Puis voici qu'en octobre, il y a de nouveau des grèves dans les prisons, avec toujours les mêmes motifs: la surpopulation, le manque de personnel, le manque de sécurité et d'hygiène, etc. Un gardien dit à la télé que les détenus sont à trois dans une cellule prévue pour un, il y a deux lits superposés, le troisième détenu dort par terre, et ça se passe à la maison d'arrêt, où les gens sont présumés innocents; il ajoute qu'une aile de la prison n'a pas été rénovée, là, il n'y a pas de toilette dans les cellules, les détenus se soulagent dans un seau.  Sont-ils aussi à deux ou trois par cellule dans cette aile? Puis même si l'homme est seul, tu imagines ça, avec l'odeur, surtout au moment où il mange. Traite-t-on des gens comme ça, en Belgique, en 2006? Comme des bêtes.

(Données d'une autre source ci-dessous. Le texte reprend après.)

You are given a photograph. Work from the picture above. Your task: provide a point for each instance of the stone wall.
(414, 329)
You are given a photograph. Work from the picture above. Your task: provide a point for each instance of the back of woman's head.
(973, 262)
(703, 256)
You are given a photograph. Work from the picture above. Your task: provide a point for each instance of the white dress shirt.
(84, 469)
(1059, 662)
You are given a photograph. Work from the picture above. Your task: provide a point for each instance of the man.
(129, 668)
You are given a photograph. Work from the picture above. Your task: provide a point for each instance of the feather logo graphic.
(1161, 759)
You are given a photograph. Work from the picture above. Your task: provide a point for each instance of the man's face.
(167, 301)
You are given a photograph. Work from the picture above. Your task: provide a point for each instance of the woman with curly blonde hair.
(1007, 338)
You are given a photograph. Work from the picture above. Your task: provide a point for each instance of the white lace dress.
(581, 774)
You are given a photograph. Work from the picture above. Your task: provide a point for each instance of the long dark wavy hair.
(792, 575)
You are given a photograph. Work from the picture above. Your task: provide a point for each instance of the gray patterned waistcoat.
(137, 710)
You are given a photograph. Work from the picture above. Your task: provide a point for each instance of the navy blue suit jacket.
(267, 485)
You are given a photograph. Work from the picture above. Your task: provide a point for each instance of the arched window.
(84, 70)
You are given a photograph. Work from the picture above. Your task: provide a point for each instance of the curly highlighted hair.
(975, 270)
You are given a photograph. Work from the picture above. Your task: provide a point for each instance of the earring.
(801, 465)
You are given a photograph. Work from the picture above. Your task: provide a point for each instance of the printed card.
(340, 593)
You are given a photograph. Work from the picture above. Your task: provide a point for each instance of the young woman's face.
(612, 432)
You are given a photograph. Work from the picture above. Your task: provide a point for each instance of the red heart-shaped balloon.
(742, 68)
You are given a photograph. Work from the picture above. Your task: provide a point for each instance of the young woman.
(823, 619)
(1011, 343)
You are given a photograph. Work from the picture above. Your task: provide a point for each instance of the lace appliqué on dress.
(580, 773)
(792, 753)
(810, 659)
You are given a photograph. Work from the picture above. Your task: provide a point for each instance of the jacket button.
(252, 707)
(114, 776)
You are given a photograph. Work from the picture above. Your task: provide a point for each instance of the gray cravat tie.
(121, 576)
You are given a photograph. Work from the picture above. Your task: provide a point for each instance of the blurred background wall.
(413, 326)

Puis on les relâchera en leur demandant de se comporter comme des êtres civilisés, ça ne vous paraît pas un peu contradictoire?

Le système pénitentiaire: échec coûteux

Mais laissons l'humanisme de côté, il n'est plus à la mode; puisqu'on ne parle plus que de sécurité et de rentabilité, inscrivons-nous allègrement dans l'idéologie économique néo-libérale actuelle.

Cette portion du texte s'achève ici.